TJMG 0000888-18.2024.8.13.0348
TRIBUTÁRIOEMENTA: APELAÇÃO CRIMINAL - HOMICÍDIO CULPOSO NA DIREÇÃO DE VEÍCULO AUTOMOTOR (ART. 302, §3º, C/C ART. 298, III, CTB) - CONDUTA IMPRUDENTE - EMBRIAGUEZ - DIREÇÃO SEM HABILITAÇÃO - PROVA ROBUSTA - MANUTENÇÃO DA CONDENAÇÃO - SUBSTITUIÇÃO DA PENA - INVIABILIDADE.
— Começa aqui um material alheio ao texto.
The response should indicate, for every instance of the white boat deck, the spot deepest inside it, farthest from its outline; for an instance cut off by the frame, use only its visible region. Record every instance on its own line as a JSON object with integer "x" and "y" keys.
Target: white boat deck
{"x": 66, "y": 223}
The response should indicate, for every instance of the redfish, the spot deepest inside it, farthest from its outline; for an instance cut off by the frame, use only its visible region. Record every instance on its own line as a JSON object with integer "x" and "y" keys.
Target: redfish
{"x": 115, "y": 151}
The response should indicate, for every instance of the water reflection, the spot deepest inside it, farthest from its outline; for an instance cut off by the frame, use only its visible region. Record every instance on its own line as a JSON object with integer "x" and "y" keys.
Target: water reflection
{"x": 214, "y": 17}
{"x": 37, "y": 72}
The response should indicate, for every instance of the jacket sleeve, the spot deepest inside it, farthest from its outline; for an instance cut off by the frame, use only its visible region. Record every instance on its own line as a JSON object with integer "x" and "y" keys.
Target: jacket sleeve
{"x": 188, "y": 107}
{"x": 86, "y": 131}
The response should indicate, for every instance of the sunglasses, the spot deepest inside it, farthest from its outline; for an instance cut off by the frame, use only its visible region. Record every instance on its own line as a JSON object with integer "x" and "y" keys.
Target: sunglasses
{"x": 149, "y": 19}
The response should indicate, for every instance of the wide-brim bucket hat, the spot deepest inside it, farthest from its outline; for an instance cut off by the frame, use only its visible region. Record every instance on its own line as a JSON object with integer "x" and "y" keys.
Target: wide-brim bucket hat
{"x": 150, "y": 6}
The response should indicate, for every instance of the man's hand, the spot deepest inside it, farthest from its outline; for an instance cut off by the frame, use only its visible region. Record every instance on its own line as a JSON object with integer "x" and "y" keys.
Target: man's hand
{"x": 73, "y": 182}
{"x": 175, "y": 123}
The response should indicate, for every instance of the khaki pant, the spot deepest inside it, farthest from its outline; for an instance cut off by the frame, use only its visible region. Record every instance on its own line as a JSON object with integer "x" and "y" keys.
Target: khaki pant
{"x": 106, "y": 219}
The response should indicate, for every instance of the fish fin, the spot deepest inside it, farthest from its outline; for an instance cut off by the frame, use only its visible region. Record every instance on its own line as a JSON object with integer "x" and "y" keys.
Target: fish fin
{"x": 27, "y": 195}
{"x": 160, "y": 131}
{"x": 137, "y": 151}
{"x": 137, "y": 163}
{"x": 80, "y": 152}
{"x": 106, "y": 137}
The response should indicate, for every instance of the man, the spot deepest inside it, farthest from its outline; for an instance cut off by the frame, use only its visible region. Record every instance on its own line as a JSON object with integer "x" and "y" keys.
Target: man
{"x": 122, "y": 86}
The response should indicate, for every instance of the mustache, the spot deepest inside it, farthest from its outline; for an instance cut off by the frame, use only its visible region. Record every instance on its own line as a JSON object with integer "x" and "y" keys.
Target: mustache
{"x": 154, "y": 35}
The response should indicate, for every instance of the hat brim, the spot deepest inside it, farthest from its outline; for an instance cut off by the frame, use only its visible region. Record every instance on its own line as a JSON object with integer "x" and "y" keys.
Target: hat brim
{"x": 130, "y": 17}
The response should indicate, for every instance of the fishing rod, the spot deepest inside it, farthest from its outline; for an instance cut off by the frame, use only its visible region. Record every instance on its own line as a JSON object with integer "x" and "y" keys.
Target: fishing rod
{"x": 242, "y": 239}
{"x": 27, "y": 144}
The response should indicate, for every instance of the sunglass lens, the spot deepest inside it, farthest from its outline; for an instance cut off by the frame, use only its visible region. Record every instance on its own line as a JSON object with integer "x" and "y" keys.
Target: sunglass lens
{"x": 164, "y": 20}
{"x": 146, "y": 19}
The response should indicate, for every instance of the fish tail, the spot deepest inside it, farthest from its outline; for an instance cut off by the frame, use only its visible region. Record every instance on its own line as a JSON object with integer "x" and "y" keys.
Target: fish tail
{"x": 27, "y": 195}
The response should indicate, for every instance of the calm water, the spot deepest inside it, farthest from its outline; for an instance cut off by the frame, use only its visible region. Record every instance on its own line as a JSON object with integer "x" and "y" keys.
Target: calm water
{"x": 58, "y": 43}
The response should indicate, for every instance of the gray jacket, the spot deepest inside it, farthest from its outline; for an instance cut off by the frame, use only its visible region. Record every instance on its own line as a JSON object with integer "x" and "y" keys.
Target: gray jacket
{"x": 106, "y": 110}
- Evidenciado que o réu, sem possuir habilitação para dirigir, conduzia veículo automotor em estado de embriaguez, em velocidade excessiva e desatento aos reiterados alertas para que reduzisse a marcha, resta configurada a violação ao dever objetivo de cuidado.
- O exame de alcoolemia, aliado aos depoimentos testemunhais firmes e coerentes, comprova o estado etílico do apelante e a imprudência de sua conduta.
- A alegação de nulidade do teste do etilômetro, em razão de eventual expiração de sua verificação, não prevalece quando a embriaguez é corroborada por prova testemunhal robusta e coerente.
- A gravidade concreta, evidenciada pela morte de criança de cinco anos de idade, somada ao elevado grau de imprudência, desautoriza a substituição da pena privativa de liberdade por restritivas de direitos, porquanto as circunstâncias do caso indicam que tal medida não seria suficiente à reprovação do crime, nos termos do art. 44, III, do CP.